Exhibition text (by Maja Hodošček):

“Miguel González Cabezas’ work explores the processes of social change, migration and power structures, as well as the politics of representation. In his art practice, he problematises global phenomena and crises related to the system of financial capitalism. His main interest is the process of the formation of nation states, forms of exclusion and the emergence of necropolitics as a consequence of the neoliberal world order. In doing so, he refers to documentary and archival material, which he reuses in the form of a video essay.

Especially for Likovni salon, he prepared the project A Walking Zombie. Life and Capital, in which he marks the functioning of capitalism as a process of zombification and outlines and questions the mechanisms by which capital kills life through a video essay, a lecture performance, a diagram and a spatial installation.

 

 

 

 

 

 

 

 

 

 

 

 

 

 

 

 

 

 

He uses the metaphor of the living dead to mark the conditions of life under capitalism. By this, he primarily means the labour power that creates surplus value for others, and with reference to historical and current events, he examines the conditions and environments in which surplus value is created. In the video essay Invisible Brushstrokes (2021), he traces the origins of the zombification process and examines the rise of colonialism and slavery to show how capital subjugates life through depersonalisation and racial differentiation. The artist illustrates how the system invents an imaginary Other who is not equal to it in order to justify its own exploitative actions. The essay begins with the legend of a mysterious artist who completed the paintings of the famous Spanish Baroque painter Murillo at night. It turns out that the anonymous gifted painter was the artist’s slave. González understands the gesture of painting in secret as a form of resistance against inhuman conditions and as a recognition of subjectivity that makes a mark on one’s existence. In addition to the narrative, the video essay shows a collage of images with which the artist reflects on the colonial past of the Spanish state. In the lecture-performance A Walking Zombie (2022), he comments on contemporary events and refers to capitalism as a virus, whose appearance he illuminates from different angles. He shows how the figure of the zombie appears in protests such as the Occupy Movement, as a metaphor for criticism of the corporate environment, or in popular culture as a symbol of the plague of consumerism that transforms communities into greedy individuals. The exhibition concludes with a condensed representation of the research in the form of a visual diagram illuminated by red light and surrounded by a pile of earth scattered on the gallery floor, and the video Zombification (2022), in which the artist himself transforms into a zombie figure. With the entire set-up, González creates an atmosphere that underscores the presence of a permanent threat. With his projects, he vividly shows how systemic violence has become accepted as normal in the course of history and a part of everyday life.

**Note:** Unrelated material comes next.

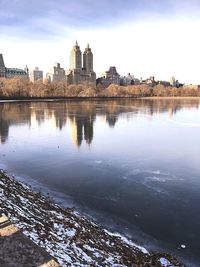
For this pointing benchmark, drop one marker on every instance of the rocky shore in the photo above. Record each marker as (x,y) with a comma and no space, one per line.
(67,236)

Miguel González Cabezas (1992, Spain) is a multidisciplinary artist and researcher. He obtained his MA in Critical Studies from the Academy of Fine Arts in Vienna in 2018 and is currently pursuing a PhD in Philosophy at the same academy. He has presented himself in several solo and group exhibitions around the world. He participates in artist residencies all over the world and was a guest at the Centre for Contemporary Arts in Celje in 2021.”